As a preservative all our pickles, dried vegetable வத்தல் (vathal), வடாம் (vadaam) and அப்பளம் (appalaam) are salted so that it helps with taste and a longer shelf life. Salt dehydrates and provides an atmosphere not favourable to bacteria. நார்த்தங்காய் (kaffir lime) pickle is nothing but kaffir lime and salt and yet is so flavoursome and can be preserved for years with salt alone.
Salt provides us with sodium which is vital for the effective functioning of body and iodised salt also provides the iodine to prevent thyroid problems and goitre. People with certain health issues are of course advised by their physicians to reduce their salt intake.
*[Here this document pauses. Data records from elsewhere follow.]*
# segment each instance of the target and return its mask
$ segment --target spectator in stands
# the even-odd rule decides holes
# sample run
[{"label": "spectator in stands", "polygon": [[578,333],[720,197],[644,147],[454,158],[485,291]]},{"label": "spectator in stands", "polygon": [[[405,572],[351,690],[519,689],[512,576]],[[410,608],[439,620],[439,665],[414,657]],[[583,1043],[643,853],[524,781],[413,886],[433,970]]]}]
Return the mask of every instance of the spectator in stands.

The Latin name for salt is sal or salis and it is said that the word salary came from the Latin name. Salt was used as a trading commodity and was used to buy and sell slaves. It is said that Roman soldiers were paid partly with salt. And the word soldier is also said to have been derived from sal daire (to give salt). A much sought after commodity, we all know of the Salt March (Dandi March) led by Gandhiji in our own country to protest against the levy of heavy taxes on salt by the British.
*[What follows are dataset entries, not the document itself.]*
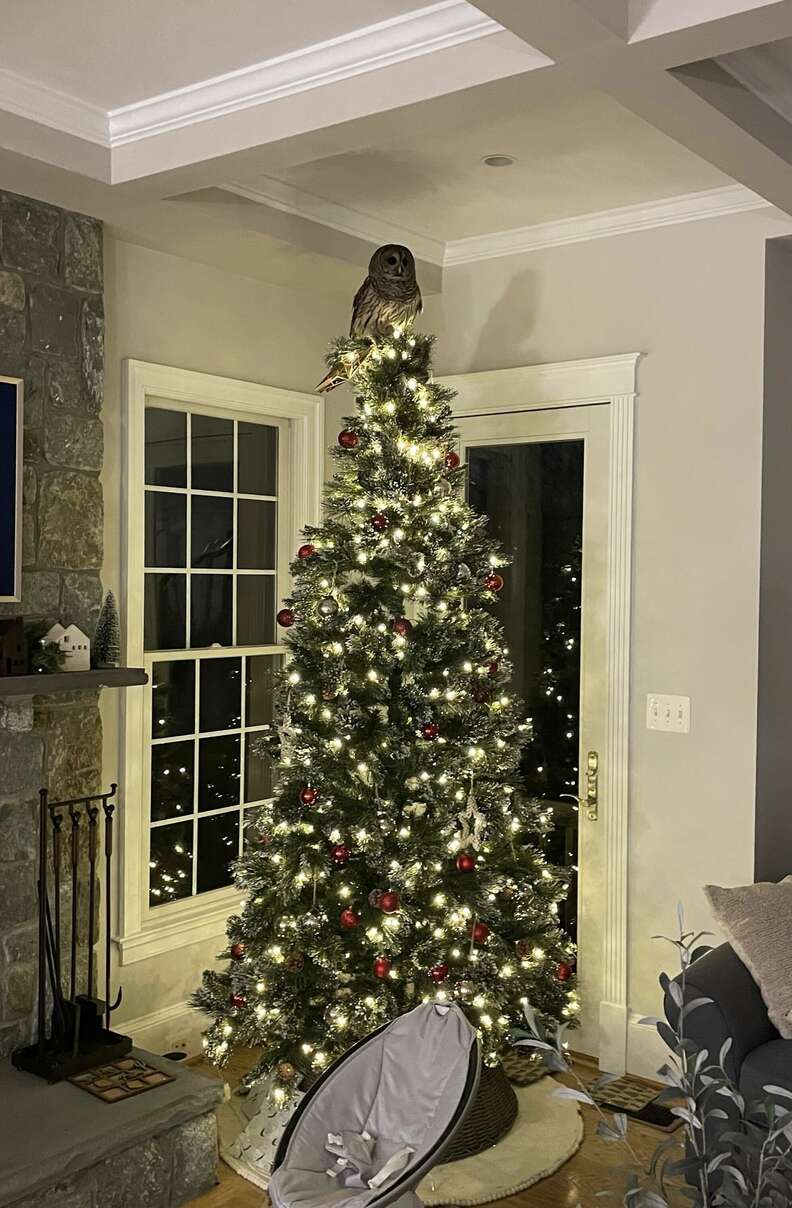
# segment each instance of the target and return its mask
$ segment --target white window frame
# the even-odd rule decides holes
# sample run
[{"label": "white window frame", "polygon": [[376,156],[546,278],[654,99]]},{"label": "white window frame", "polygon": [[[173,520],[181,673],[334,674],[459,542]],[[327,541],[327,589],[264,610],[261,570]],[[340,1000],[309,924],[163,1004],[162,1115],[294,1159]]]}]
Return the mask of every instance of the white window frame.
[{"label": "white window frame", "polygon": [[[279,548],[276,599],[289,593],[289,561],[305,524],[321,517],[324,472],[324,405],[316,395],[280,390],[235,378],[126,360],[123,374],[123,524],[122,567],[124,655],[140,667],[144,651],[144,494],[145,412],[148,401],[192,413],[237,419],[276,419],[289,425],[290,472],[281,476],[279,498],[287,509],[289,546]],[[276,644],[251,647],[252,654],[276,654]],[[202,651],[206,654],[206,651]],[[214,654],[214,651],[212,651]],[[216,651],[228,656],[228,650]],[[179,651],[174,652],[180,657]],[[167,657],[163,655],[163,657]],[[121,751],[121,896],[115,935],[122,965],[146,960],[186,943],[221,936],[238,906],[233,885],[185,898],[163,906],[148,905],[148,800],[145,769],[150,747],[151,687],[123,693]]]}]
Salt has many uses in the kitchen other than just for flavouring food. Stove top baking of cakes and bread can be done by spreading a layer of salt in the baking container to distribute heat evenly. Many of our street vendors use salt for roasting peanuts, corn and I use it at home for even making papad without using oil. As a cleaning agent it is unparalleled. A little bit of salt, vinegar and any flour makes your silver and copper vessels sparkle. Other uses include stain removing, preventing browning of fruits, as a disinfectant for sores, for gargling, even in tooth powder and many more.
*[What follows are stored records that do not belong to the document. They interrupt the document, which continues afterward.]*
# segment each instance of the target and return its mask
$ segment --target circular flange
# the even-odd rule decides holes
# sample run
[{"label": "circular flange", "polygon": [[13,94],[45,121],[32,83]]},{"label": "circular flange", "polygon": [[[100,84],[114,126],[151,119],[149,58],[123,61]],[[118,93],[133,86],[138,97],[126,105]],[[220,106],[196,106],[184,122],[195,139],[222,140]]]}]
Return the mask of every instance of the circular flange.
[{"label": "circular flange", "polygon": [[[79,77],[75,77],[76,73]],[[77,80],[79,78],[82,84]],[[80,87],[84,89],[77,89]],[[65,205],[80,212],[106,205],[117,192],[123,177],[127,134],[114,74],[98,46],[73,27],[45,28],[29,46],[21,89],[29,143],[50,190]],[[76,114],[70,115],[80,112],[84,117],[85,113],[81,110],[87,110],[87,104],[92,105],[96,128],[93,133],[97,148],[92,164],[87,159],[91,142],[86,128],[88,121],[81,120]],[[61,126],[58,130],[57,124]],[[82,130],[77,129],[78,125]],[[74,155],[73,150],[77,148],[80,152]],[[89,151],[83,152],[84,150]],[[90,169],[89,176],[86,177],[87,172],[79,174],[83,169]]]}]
Salt is used to ward off the evil eye (சுத்தி போடரது, नज़र उतारना). Offering of salt and jaggery is done at the temple tank of Vaitheeswaran temple and offering of salt and pepper at the Veeraraghava perumal temple as this is believed to get rid of ailments. At the Uppiliappan temple in Kumbakonam all prasadam is made without salt. The Sthala Puranam for this temple goes as follows. Sage Markandeya found a baby girl under a Tulasi plant and brought up and she was none other than Mahalakshmi. Mahavishnu, in the guise of an old man cane and asked for her hand in marriage, whereupon the sage said that she was too young and would not even know how much salt to add to the food she cooked. The old man said he would eat food without salt so she would have no problems. Realising that the old man was none other than Mahavishnu, the sage got them married. The Dhyana slokam for this temple is:
He is adorned with yellow silk, as beautiful as crores of rising suns and moons. He, who is beautiful and dark like a cloud, with his luminous and majestic face, is adorned with different ornaments. With abounding grace and elegance, the one who has given up salt for his beloved Lakshmi, holding the chakram and the conch, oh Lord of Vaikunta, consort of Bhooma Devi, I take refuge in Thee.